Hypothesis: This study tested the hypothesis that nigrostriatal dopamine signals sequence-specific prediction errors for action-outcome associations, such that dopamine activity would be suppressed when a reward is the expected result of a learned action or action sequence.

 

Methods: The authors trained mice expressing channelrhodopsin in dopamine neurons to perform lever-pressing tasks for optogenetic intracranial self-stimulation (opto-ICSS) while recording subsecond dopamine release with fast-scan cyclic voltammetry and fiber photometry (FP3002). They compared dopamine responses during self-initiated stimulation and temporally matched passive playback sessions. Additional tests included omission, delay and magnitude probe trials, as well as a left-right lever-press sequence task to assess hierarchical control of learned actions.

 

Results: Dopamine release was markedly lower when stimulation resulted from the mouse’s own action than when delivered noncontingently. Omission of expected outcomes produced transient dopamine dips below baseline, consistent with negative prediction errors. These effects were action-specific, temporally restricted to the expected outcome and extended to learned action sequences, showing suppression only for reinforced sequences and not for other movements.

 

Conclusions: Nigrostriatal dopamine encodes action-outcome prediction errors that are specific to learned actions and sequences. This hierarchical and temporally precise modulation suggests dopamine contributes to goal-directed learning and behavioral control.

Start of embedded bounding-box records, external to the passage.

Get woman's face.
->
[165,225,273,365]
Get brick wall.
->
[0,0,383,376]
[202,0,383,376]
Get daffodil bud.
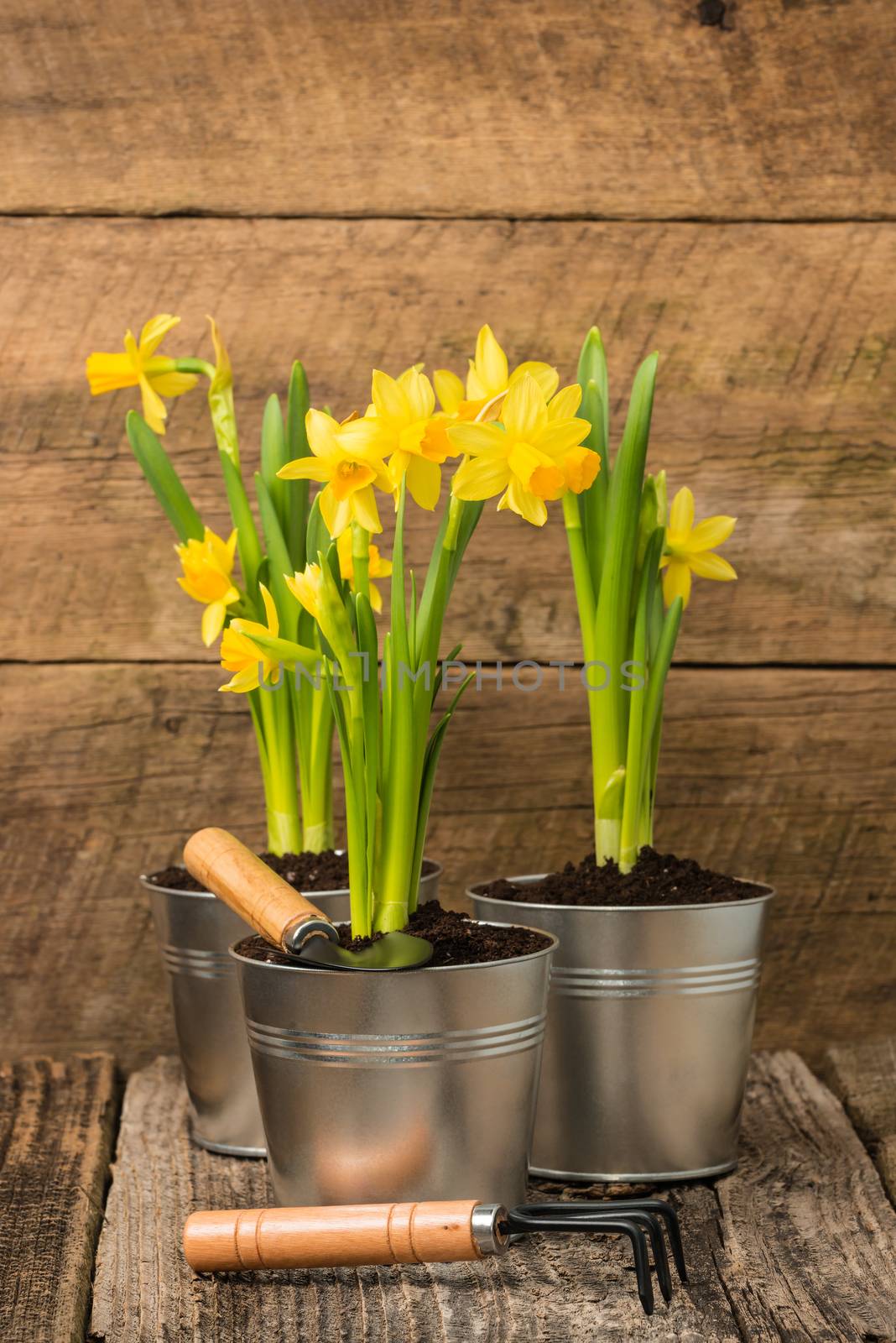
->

Murphy KR, Farrell JS, Gomez JL, Stedman QG, Li N, Leung SA, Good CH, Qiu Z, Firouzi K, Butts Pauly K, Khuri-Yakub BPT, Michaelides M, Soltesz I, de Lecea L. A tool for monitoring cell type-specific focused ultrasound neuromodulation and control of chronic epilepsy. Proc Natl Acad Sci USA 2022;119(46):e2206828119. doi: 10.1073/pnas.2206828119.

 

Background: Temporal lobe epilepsy often resists drug treatment, creating a need for noninvasive approaches to control deep brain activity. Focused ultrasound (FUS) offers a promising tool for neuromodulation, but its effects on specific neuronal cell types are unclear. Since activating hippocampal parvalbumin (PV) interneurons can suppress seizures, determining whether FUS can selectively modulate inhibitory versus excitatory neurons is key to developing targeted therapies.

 

Hypothesis: This study tested the hypothesis that FUS can modulate neural activity in a cell type–specific manner and that optimized parameters could preferentially activate inhibitory PV interneurons while suppressing excitatory neurons, thereby reducing epileptiform activity.

 

Methods: Based on an FP3002 system the authors developed a fiber Photometry Coupled focused Ultrasound System (PhoCUS) that combines optical recording with ultrasound stimulation in freely moving mice. Using genetically encoded calcium indicators, they simultaneously monitored activity of excitatory and inhibitory neurons in the hippocampus during varied FUS protocols. Whole-brain metabolic effects were assessed with positron emission tomography (PET), and therapeutic efficacy was tested in a kainate model of chronic temporal lobe epilepsy.

 

Results: PhoCUS allowed precise monitoring of FUS-induced activity. A 900 Hz, 20% duty cycle protocol selectively increased PV interneuron activity while suppressing excitatory neurons. PET imaging confirmed localized inhibition within the hippocampus, and the same protocol significantly reduced epileptiform spikes in epileptic mice.

 

Conclusions: Focused ultrasound can achieve cell type–specific neuromodulation and suppress epileptiform activity. PhoCUS provides a versatile platform for developing noninvasive, targeted ultrasound therapies for epilepsy and other brain disorders.